Christine Davies | |
Birth Name: | Christine Tullis Hunter Davies |
Birth Place: | Clacton-on-Sea, England |
Fields: | Theoretical particle physics |
Education: | Colchester County High School for Girls |
Alma Mater: | University of Cambridge (BA, PhD) |
Thesis Title: | Quantum chromodynamics and the Drell-Yan Process |
Thesis Url: | https://ethos.bl.uk/OrderDetails.do?uin=uk.bl.ethos.351952 |
Thesis Year: | 1984 |
Doctoral Advisor: | Bryan Webber |
Christine Tullis Hunter Davies (born 1959) is a professor of physics at the University of Glasgow.[1] [2]

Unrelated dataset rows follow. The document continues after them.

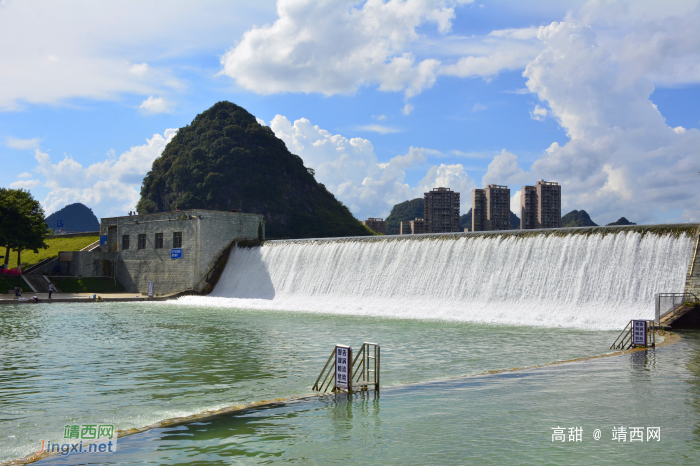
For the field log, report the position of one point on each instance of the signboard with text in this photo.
(343, 366)
(639, 332)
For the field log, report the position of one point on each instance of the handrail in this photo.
(625, 339)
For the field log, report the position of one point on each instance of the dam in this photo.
(595, 278)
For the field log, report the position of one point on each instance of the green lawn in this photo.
(9, 283)
(88, 285)
(75, 243)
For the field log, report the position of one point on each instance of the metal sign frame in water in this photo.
(343, 367)
(362, 369)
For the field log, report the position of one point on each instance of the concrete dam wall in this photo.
(596, 278)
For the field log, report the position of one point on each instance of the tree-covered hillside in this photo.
(226, 160)
(403, 212)
(76, 217)
(577, 218)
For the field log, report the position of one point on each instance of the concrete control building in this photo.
(377, 225)
(540, 206)
(442, 210)
(175, 250)
(491, 208)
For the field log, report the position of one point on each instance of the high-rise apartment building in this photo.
(442, 210)
(377, 225)
(491, 208)
(414, 227)
(478, 209)
(540, 205)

Davies attended Colchester County High School for Girls, then the University of Cambridge, where she was an undergraduate student of Churchill College, Cambridge. She received a Bachelor of Arts (BA) degree in 1981 in physics with theoretical physics, followed by a PhD in 1984 for research on quantum chromodynamics (QCD) and the Drell–Yan process[3] while working in the Cavendish Laboratory in Cambridge.[4]

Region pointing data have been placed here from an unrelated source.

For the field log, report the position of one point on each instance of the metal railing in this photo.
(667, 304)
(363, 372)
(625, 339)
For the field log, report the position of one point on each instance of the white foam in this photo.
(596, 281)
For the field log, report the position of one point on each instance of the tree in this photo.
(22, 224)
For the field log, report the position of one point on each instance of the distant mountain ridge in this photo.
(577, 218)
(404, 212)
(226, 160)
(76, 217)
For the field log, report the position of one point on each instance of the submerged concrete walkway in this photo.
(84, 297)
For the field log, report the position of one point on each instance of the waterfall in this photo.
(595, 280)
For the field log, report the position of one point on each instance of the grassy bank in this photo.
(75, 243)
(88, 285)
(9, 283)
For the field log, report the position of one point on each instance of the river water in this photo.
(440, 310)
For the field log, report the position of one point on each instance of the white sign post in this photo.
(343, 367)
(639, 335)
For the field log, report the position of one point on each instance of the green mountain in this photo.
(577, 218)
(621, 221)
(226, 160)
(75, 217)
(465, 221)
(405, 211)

Davies' research investigates the strong interaction and the solution of quantum chromodynamics using a numerical method known as Lattice QCD.[5] [6]
She has held academic appointments at the University of Glasgow, CERN, Cornell University, Ohio State University and the University of California at Santa Barbara. Her research has been funded by the Science and Technology Facilities Council (STFC),[7] the Particle Physics and Astronomy Research Council (PPARC), the Leverhulme Trust, Royal Society and the Fulbright Program.
She chairs the project management board for the Distributed Research utilising Advanced Computing (DiRAC) High Performance Computing (HPC) facility, is a member of the STFC particle physics advisory panel and serves as an external examiner for the School of Physics and Astronomy at the University of Manchester.[8]
She was appointed Order of the British Empire (OBE) in the 2006 Birthday Honours for services to science, elected a Fellow of the Royal Society of Edinburgh (FRSE) in 2001, and has been a Fellow of the Institute of Physics (FInstP) since 1988. She received the Rosalind Franklin Award in 2005 and a Royal Society Wolfson Research Merit Award in 2012.